Der Punkt ist, welche Verantwortung wir alle tragen. Wir sind alle gemeinsam verantwortlich. Wir haben alles Recht mit aller Macht gegen die ungerechten Maßnahmen zu kämpfen, die uns aufgezwungen werden. Es ist richtig, all unsere Stärke und Kreativität auf die Vision einer besseren Welt zu richten. Aber als politische Menschen sind wir verantwortlich für jede einzelne unserer politischen Entscheidungen – für die Mittel die wir im Kampf wählen und auch für das Schweigen, wenn wir uns Schwächen und Fehler nicht eingestehen wollen. Wir reden dem Volk nicht nach dem Mund, es geht uns nicht um Wählerstimmen. Wir haben nicht das Interesse irgendjemanden auszunutzen. Gerade wir haben die Möglichkeit unter diesen tragischen Umständen ehrlich zu uns selbst und mit den anderen zu sein.

Die anarchistische Bewegung ist momentan in einem Zustand der totalen Starre. Der Prozess der Selbstkritik wird unter den gegeben Umständen weh tun. Neben dem dramatischen Umstand, dass Menschen getötet wurden, die auf „unserer Seite“ standen, der Seite der Arbeiter (die, nebenbei, vermutlich an unserer Seite demonstriert hätten, wären sie nicht zur Arbeit gezwungen worden), müssen wir uns mit Demonstranten auseinandersetzen, die das Leben anderer gefährden. Auch, und davon gehen wir aus, wenn kein Tötungsvorsatz bestand, müssen wir uns mit den Mitteln zur Erreichung unserer Ziele auseinandersetzen.

Dieser Vorfall ereignete sich nicht in der Nacht während einer Sabotageaktion. Er passierte im Verlauf der größten Demonstration der jüngeren Geschichte Griechenlands. Das ist der Punkt, wo wir uns einer Reihe unangenehmer Fragen stellen müssen: Besteht während einer Demo von 150.000-200.000 Menschen, der größten seit Jahren, wirklich ein Grund zur Eskalation der Gewalt?
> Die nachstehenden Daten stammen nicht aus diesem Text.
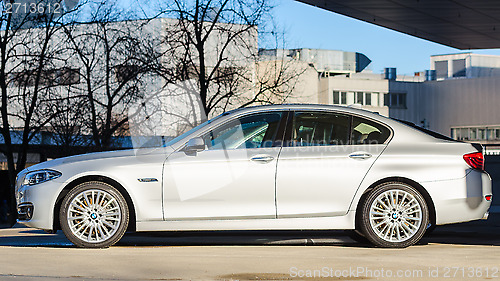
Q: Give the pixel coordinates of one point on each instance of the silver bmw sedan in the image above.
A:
(303, 167)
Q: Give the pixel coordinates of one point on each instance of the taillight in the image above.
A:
(475, 160)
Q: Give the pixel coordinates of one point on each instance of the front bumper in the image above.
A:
(35, 204)
(461, 200)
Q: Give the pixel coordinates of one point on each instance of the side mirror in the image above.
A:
(195, 145)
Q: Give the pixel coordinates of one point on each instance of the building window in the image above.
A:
(368, 98)
(343, 97)
(476, 133)
(126, 72)
(459, 68)
(336, 97)
(339, 97)
(395, 100)
(359, 97)
(441, 69)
Wenn tausende „Brennt das Parlament nieder!“ skandieren und die Polizisten beschimpfen, bringt dann eine weitere ausgebrannte Bank die Bewegung überhaupt noch weiter?

Wenn die Bewegung richtig groß wird – etwa wie im Dezember 2008 – was kann dann eine Aktion bewirken, die über das hinaus geht, was unsere Gesellschaft im Moment vertagen kann oder gar Menschenleben auf Spiel setzt?
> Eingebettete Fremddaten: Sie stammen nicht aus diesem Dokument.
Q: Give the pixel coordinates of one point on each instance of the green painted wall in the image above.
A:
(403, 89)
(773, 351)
Wenn wir auf die Straßen gehen, sind wir eins mit den Menschen um uns herum. Wir sind ganz an ihrer Seite. Das ist letztlich, weshalb wir uns die Ärsche aufreißen, Flugblätter schreiben und Plakate kleben. Wir sind ein Teil der Bewegung, die dort entsteht. Es ist an der Zeit, offen über Gewalt zu sprechen und eine spezielle Kultur der Gewalt zu hinterfragen, die sich in den letzten Jahren in Griechenland etabliert hat. Unserer Bewegung ist nicht wegen der manchmal drastischen Wahl ihrer Mittel gewachsen, sondern wegen unseres politischen Ausdrucks. Der Dezember 2008 ist nicht in die Geschichte eingegangen, weil tausende Steinen und Brandsätze geworfen haben, sondern wegen des sozialen und politischen Charakters. Selbstverständlich wehren wir uns gegen die Gewalt, die sich gegen uns richtet. Dennoch müssen wir unsere politischen Entscheidungen ebenso hinterfragen wie die Mittel der Auseinandersetzung. Dabei müssen wir unsere Grenzen und die unserer Mittel anerkennen.
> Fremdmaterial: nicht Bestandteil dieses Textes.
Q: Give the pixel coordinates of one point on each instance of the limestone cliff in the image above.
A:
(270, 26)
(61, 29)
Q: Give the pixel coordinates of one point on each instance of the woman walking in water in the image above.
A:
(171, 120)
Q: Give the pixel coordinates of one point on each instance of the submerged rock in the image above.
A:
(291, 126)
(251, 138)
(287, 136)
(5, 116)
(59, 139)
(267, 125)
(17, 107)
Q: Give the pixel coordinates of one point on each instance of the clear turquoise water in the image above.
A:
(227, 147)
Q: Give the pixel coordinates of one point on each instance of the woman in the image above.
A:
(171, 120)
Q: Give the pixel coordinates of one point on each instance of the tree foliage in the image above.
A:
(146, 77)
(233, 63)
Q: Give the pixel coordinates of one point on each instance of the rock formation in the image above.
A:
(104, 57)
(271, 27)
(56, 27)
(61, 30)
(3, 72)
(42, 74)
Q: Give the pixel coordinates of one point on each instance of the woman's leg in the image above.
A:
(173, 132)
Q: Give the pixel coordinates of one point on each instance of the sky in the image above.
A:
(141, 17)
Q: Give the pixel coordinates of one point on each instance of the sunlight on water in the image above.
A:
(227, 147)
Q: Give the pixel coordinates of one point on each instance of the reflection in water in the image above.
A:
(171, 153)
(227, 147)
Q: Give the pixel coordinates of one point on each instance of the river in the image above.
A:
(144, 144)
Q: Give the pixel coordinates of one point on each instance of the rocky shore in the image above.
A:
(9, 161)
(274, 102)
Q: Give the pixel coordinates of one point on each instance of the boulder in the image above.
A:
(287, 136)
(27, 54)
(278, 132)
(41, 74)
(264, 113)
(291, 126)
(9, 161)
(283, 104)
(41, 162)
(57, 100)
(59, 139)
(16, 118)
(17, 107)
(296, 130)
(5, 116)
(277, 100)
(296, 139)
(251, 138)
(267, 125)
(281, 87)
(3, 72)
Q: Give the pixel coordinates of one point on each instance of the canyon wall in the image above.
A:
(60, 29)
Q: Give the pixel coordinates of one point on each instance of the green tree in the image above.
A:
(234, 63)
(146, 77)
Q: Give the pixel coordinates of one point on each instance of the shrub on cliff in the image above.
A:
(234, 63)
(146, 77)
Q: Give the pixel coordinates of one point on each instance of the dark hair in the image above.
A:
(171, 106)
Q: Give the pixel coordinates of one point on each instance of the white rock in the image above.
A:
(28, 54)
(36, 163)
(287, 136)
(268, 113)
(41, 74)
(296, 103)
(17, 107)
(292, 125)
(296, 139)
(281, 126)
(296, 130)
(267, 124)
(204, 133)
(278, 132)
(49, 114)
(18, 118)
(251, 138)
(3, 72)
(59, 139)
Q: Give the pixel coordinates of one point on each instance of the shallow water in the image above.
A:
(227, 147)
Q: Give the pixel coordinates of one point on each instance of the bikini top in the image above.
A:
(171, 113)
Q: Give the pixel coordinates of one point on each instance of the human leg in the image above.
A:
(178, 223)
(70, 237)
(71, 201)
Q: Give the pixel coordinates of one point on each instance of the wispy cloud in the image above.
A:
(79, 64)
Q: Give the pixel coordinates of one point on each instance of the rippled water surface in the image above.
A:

Wenn wir von Freiheit sprechen, heißt das, dass wir in jedem Augenblick in Frage stellen, was gestern noch sicher schien. Wir kämpfen bis zum Ende und sehen der Realität ins Auge. Gewalt ist kein Selbstzweck und wir werden nicht zulassen, dass sie die politische Dimension unserer Aktionen überdeckt. Wir sind weder Mörder noch Heilige. Wir sind Teil einer sozialen Bewegung mit Stärken und Schwächen. Statt durch diese riesige Demonstration bestärkt, fühlen wir uns heute wie betäubt, was einiges aussagt. Wir müssen diese Tragödie zur Einkehr nutzen, uns gegenseitig inspirieren. Letztlich handeln wir alle ausgehend von unserem Bewusstsein. Die Schaffung eines solchen kollektiven Bewusstseins steht auf dem Spiel.